Bush makes the NRO puke
The conservatives over at the National Review have responded to the Bush administration’s shift on Hezbollah the way I thought they might: they puked. While support for democratic movements throughout the Mid-East is laudable and necessary to destroy the U.S. supported tyrannies that have kept the region in stagnation, the quick revolutionary upheaval that Bush now seems to be advocating will not, at least in the short term, lead to more stability or an end to terrorism. Democracy is not a panacea for all ills, especially those that are contained within colonial borders that may not be viable democratic nations. I wish to support those democratic movements in the region that share my secular humanist goals, but I’ve no illusions about the resilience of democracy or the popular weight of those movements that I find troublesome or repellent. How will conservatives and hard-line hegemons within the Bush administration respond to the official recognition of mass movements and parties that undermine stability and U.S. strategic interest? Here are a few highlights from the National Review’s Barbara Newman that could well be indicative:
National Review Online: I did a double take when I saw that Kofi Annan was encouraging serious people to accept Hezbollah. But then the New York Times reported that people in the U.S. administration are thinking similarly. Can they really be serious? Can Hezbollah ever be a legitimate political movement anywhere?
Barbara Newman: I almost lost my breakfast Thursday, which luckily I hadn't eaten yet, when I saw the New York Times page-one report today that Kofi Annan is encouraging the acceptance of Hezbollah as the preponderant power in Lebanon and the United States is thinking of yielding to this and France's pressure to do just that.
. . .
Newman: Those who advocate the position that Hezbollah can be brought into a moderate role by dealing with it politically, have never heard the speeches of its charismatic chief, Sheikh Hassan Nasrallah when he calls for death to America. It's like Chamberlain when he went to Munich and had never read Mein Kampf. These people mean what they say.
. . .
NRO: Now, in Lebanon: If Syria gets out, does Hezbollah take over? How can Hezbollah’s power be squashed by the Cedar Revolution — does people power have that kind of power?
Newman: I believe that if Syria pulls out of Lebanon now, which — by the way I don't think will happen — because the Bashar Assad regime would collapse — Hezbollah would be the most powerful entity in Lebanon. It could easily smash the Lebanese army. The tragedy of all this is that the Cedar Revolution, the confluence of such previously vicious enemies, the Christians, the Sunnis, and the Druze, is occurring in a power vacuum. The Taif agreement, which ended the Lebanese civil war, forced all militias to disarm with the exception of Hezbollah. In the last ten years it has grown into a behemoth and we have done nothing about it.

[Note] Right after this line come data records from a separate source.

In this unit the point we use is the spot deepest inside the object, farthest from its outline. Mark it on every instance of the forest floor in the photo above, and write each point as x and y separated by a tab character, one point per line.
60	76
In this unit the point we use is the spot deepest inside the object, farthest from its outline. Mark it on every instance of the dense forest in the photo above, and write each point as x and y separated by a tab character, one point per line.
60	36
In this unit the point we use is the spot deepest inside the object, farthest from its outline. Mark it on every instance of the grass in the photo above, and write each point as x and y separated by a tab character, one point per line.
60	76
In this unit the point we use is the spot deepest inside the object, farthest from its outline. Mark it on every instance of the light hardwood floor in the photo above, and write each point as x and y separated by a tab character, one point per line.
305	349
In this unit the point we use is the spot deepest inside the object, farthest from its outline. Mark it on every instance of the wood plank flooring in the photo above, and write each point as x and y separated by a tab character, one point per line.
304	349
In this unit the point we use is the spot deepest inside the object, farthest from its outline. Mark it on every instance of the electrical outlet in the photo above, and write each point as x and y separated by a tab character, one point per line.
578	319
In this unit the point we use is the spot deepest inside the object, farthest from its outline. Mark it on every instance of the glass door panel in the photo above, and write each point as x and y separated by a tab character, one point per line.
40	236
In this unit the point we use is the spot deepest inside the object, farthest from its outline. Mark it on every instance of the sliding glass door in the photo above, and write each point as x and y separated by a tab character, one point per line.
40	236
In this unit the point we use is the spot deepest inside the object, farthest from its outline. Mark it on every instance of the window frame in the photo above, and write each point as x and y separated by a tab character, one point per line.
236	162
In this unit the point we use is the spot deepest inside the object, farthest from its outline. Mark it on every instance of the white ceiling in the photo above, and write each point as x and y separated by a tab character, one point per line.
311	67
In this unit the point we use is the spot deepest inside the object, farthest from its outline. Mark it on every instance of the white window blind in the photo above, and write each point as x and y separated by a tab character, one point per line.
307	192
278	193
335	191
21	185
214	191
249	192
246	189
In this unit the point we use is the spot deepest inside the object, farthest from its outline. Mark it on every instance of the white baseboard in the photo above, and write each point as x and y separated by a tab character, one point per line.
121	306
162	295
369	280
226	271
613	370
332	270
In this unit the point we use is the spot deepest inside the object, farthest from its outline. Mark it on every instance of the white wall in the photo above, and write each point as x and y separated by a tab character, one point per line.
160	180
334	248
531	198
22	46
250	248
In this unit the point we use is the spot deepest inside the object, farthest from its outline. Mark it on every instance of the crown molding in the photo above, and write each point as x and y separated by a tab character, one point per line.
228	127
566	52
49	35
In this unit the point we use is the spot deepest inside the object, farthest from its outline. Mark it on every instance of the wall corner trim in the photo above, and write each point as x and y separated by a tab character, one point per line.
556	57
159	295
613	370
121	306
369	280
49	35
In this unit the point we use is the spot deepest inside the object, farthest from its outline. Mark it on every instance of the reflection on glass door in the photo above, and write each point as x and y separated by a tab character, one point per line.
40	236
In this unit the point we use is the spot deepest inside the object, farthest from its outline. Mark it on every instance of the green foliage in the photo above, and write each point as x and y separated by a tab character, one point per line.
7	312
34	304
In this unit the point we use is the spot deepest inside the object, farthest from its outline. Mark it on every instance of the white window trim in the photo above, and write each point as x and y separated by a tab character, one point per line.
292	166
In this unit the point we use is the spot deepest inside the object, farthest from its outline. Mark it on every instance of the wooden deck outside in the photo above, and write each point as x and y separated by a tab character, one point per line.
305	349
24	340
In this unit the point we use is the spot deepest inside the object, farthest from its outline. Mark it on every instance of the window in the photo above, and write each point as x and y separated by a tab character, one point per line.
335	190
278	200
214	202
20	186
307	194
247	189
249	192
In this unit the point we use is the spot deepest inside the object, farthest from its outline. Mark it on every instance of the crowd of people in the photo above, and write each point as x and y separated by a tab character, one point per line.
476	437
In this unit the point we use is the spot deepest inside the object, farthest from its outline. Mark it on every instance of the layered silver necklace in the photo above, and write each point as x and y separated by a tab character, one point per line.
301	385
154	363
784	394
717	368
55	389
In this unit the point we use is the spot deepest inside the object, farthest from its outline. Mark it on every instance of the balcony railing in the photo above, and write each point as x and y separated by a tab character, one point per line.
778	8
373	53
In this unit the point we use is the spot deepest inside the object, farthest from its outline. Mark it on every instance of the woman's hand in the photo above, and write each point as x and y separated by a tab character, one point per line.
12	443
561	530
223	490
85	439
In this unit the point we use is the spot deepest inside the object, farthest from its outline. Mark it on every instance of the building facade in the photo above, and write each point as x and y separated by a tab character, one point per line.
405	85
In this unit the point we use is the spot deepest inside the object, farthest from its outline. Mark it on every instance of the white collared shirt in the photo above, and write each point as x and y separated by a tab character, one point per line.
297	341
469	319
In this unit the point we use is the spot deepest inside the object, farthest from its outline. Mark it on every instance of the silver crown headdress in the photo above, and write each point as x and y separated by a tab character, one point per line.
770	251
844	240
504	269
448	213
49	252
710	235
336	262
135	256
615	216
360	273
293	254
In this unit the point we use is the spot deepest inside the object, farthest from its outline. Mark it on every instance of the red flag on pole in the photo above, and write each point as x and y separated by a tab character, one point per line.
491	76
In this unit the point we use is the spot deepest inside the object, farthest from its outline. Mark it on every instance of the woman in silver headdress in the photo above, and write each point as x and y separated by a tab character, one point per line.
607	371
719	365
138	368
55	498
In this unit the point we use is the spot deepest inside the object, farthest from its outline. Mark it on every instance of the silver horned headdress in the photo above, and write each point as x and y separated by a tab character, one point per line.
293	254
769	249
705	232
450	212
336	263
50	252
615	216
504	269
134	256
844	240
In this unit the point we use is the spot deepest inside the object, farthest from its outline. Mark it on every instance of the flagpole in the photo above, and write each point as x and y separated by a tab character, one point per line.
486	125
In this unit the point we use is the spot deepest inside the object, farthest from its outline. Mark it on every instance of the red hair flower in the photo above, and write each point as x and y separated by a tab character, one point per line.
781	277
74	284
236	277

How can we forget the fact that in 1983 a Hezbollah suicide driver crashed a one-thousand-pound bomb into the Marine Barracks in Beirut and killed 241 of our best and brightest? What about the hostages they took and tortured? What about the CIA Beirut station chief William Buckley who they kidnapped and slowly drowned to death by forcing a pipe down his throat and flooding him with water? They made tapes of his agony and sent it to the CIA. I'm told that former CIA Director William Casey almost went crazy when he heard them, and this propelled him to Iran-Contra, to try to free the hostages.
. . .
NRO: Is Hezbollah more of a threat to Americans than al Qaeda at this point?
Newman: A lot of intelligence officers I have spoken to regard Hezbollah as more a threat to Americans than al Qaeda. One FBI station chief I know very well said he's worried about Hezbollah, he's worried about the Hezbollah cells in the United States, and he's worried about Hezbollah members so secretly ensconced here that even operating cells don't know about them.